We live in a world where the values of gentleness and compassion are not evaluated. The media often extols the selfish and arrogant behavior.
Often people get stuck in their daily responsibilities and personal insecurities that they forget their personal development goals. Your integrity and kindness revival starts by identifying your personal values. Goodness is the first step to success and happiness. Often we turn to religion as a wizard, but you would still need to learn how to determine your own moral standards. One of the easiest ways to do this – is to love others and treat them as you would like to be treated. First don’t think just about yourself, think about others too. Even casual small things you do will greatly enrich and improve life for yourself and others around you. Being a good person is not easy, because it is necessary to believe in people.
1. Think and ask yourself what you think you need to do to be a good person. Some people think that all they need to do is not doing anything bad, but what you don’t do is not enough, it is also important how good you are to others. Maybe you’re not a bad person, but are you really that good? Who are your role models? How can they improve the world, and how could you do the same?
What are the qualities you admire in them, and could you develop the same?
2. Try to look on the bright side of things. When you witness any objections, be the one to propose a solution to the situation. Do not inform people what you would do personally, just ask to be involved.
3. Accept that people surrounding you are your brothers and sisters, regardless of race, age, sexual orientation, gender identity or culture.

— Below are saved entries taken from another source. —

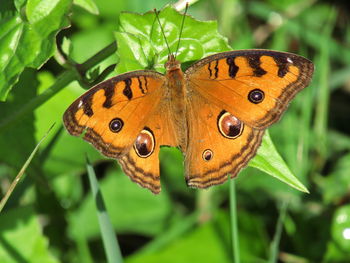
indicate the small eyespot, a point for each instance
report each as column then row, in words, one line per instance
column 144, row 144
column 229, row 126
column 256, row 96
column 207, row 155
column 116, row 125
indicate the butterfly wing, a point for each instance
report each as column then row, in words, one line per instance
column 214, row 152
column 254, row 85
column 113, row 114
column 233, row 97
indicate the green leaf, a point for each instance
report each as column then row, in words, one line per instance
column 88, row 5
column 131, row 208
column 336, row 185
column 22, row 239
column 19, row 142
column 110, row 241
column 141, row 44
column 27, row 36
column 269, row 161
column 341, row 227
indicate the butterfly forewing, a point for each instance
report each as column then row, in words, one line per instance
column 111, row 114
column 254, row 85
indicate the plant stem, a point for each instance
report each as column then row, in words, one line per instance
column 234, row 227
column 62, row 81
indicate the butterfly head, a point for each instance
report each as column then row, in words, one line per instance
column 172, row 63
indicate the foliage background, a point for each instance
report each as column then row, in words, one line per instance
column 51, row 216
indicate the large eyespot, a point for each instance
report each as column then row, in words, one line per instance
column 116, row 125
column 144, row 144
column 207, row 155
column 256, row 96
column 229, row 126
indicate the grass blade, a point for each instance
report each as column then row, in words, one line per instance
column 274, row 249
column 234, row 227
column 109, row 239
column 21, row 172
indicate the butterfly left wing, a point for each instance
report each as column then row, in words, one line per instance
column 119, row 118
column 218, row 143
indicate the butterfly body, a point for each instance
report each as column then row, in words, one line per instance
column 175, row 88
column 215, row 112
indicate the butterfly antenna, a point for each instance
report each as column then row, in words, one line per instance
column 161, row 28
column 181, row 29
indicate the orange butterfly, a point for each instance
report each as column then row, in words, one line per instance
column 215, row 112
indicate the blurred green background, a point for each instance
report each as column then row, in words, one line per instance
column 51, row 216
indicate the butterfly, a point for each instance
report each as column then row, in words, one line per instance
column 215, row 112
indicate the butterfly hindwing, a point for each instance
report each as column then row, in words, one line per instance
column 256, row 86
column 214, row 151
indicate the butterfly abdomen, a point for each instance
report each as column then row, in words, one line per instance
column 177, row 104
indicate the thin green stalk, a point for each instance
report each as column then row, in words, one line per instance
column 171, row 234
column 109, row 239
column 274, row 248
column 234, row 225
column 62, row 81
column 21, row 172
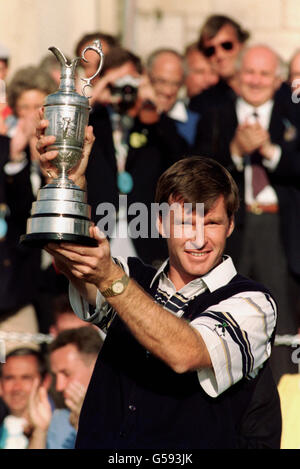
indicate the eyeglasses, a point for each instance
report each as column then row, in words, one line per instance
column 211, row 50
column 163, row 82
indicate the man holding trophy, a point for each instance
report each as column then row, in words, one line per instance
column 185, row 348
column 162, row 367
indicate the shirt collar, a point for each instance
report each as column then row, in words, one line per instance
column 216, row 278
column 263, row 109
column 178, row 112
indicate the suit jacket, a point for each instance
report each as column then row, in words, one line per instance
column 215, row 133
column 146, row 161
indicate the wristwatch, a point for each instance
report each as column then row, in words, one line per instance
column 117, row 287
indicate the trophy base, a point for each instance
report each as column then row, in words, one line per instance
column 60, row 214
column 40, row 240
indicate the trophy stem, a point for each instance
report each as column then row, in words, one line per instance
column 63, row 180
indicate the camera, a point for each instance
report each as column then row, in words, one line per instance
column 125, row 89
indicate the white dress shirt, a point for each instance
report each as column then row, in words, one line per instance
column 249, row 316
column 244, row 112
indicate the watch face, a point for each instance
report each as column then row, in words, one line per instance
column 118, row 287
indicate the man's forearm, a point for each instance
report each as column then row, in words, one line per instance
column 170, row 338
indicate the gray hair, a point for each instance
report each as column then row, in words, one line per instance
column 281, row 70
column 156, row 53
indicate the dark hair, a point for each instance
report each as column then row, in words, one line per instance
column 156, row 53
column 118, row 56
column 198, row 179
column 25, row 352
column 86, row 339
column 214, row 23
column 112, row 41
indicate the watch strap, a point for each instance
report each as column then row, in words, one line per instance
column 110, row 291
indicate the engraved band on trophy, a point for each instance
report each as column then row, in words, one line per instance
column 61, row 212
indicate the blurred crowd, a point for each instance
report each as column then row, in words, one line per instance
column 220, row 98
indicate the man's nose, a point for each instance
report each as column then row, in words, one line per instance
column 60, row 383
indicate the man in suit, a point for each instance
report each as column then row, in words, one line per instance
column 221, row 41
column 260, row 145
column 134, row 144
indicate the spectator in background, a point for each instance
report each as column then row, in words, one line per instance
column 4, row 61
column 63, row 316
column 199, row 72
column 5, row 110
column 22, row 368
column 107, row 41
column 72, row 358
column 166, row 72
column 20, row 267
column 260, row 144
column 221, row 40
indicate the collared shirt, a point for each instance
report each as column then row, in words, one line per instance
column 235, row 331
column 244, row 113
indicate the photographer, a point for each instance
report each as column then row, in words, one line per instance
column 133, row 147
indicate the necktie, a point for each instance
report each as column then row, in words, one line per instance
column 259, row 176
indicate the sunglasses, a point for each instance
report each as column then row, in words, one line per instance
column 210, row 51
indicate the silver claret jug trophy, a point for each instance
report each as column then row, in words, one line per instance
column 61, row 212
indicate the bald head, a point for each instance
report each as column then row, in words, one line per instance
column 294, row 67
column 259, row 74
column 166, row 72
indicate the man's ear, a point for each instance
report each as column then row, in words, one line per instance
column 159, row 225
column 47, row 381
column 231, row 226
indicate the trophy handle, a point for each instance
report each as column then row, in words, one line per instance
column 97, row 48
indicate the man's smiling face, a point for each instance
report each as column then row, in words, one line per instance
column 193, row 255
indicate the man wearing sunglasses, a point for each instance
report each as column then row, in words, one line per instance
column 221, row 41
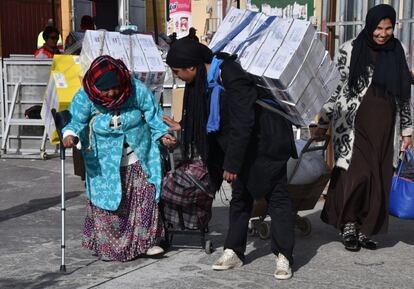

Realize that everyone has feelings, and must be treated with respect.
4. When people are angry, do not try to correct them by saying something irrational, just look at them with compassion and stay quiet. The term “I understand” is usually wrong. If you have something to say, then say “I’m sorry that you feel that way, or is there anything I can do to help?”
5. Stop comparing yourself to others. Try to understand that some people are more fortunate in life than others and some are not as lucky. You will just upset yourself if you try and compare to others, you will just be wasting time and energy which you could use for improving yourself. The real life is- expressing your abilities and talents and not only paying attention at what other people are good at.
6. Every day try and do something good for someone, even a small favor. Turn to people close to you, even if they are cold towards you or do not pay any attention. Kindness and generosity will lead you in to the right direction.
7. Respect the elderly. Remember, that you will get old one day and you will need the help from others. Next time you go to the store or anywhere else, look around you, see if there is an elderly person struggling to do something – e.g., carrying bags or loading goods into the car. Ask, “Can I help you?” Some may not trust you and refuse to your help, but then say, “I understand, I hope you have a lovely day.” Don’t let this stop you and find another elderly who will be glad to accept your helping hand.
8. Respect mentally disabled people, they have feelings same as everyone else, and they are your brothers and sisters too. Behave as if life is a lottery and you could’ve be born exactly the same, and if that was you, how would you like others to treat you. Give them a smile, and let your eyes reflect love and compassion. Do not attempt to touch them, as that could frighten them. If other people make fun of your communication with them, don’t pay attention.
9. Give compliments to friends who you may be jealous of, and to people who you may not know at all.
10. Be a better listener. Listen to what the person you are talking to is saying and let them know you are listening by asking questions, this will show that you are interested in what they are trying to tell you.
11. Try to be polite. When having an argument with a friend, try to talk to them and get the issue sorted. It is better to offer to think about it. Say something like, “I want to fix this, because you’re such a good friend to me. We better sit down and think about it.”
12. Celebrate other peoples’ achievements, even if you are not as happy as they are.
13. Love yourself. Learn to accept yourself unconditionally. It is easy to love others, but you must first gain confidence and begin to love yourself. You can do this in the community by offering small acts of charity, and then increasing it with time. Don’t try and do too much, too soon. You will become a better person by making someone smile and by improving his or her day, this will also improve your day too. As they say, when we give, we always get something in return.
14. Slow down the pace of life and enjoy the small and simple things. Don’t rush to drive to the store and come back. Sit at the wheel and enjoy the view. When you arrive at the store, look at all the colorful fruits and vegetables and think that others are not so lucky and they can’t afford use such things. Buy some extra food for the food bank if you can.
15. Become a better person, even by doing all sorts of little things – even by smiling to someone who looks sad, or holding the door open for someone you don’t know.
16. Starting your mission for becoming a better person, read this list on a daily basis and make it a part of your life. Follow these tips, and add your own as you go.
17. Don’t try to be like someone else; just be yourself. Do thing you do best in life.
Remember that people will treat you well if you treat them the same way. (Treat other as you would like to be treated).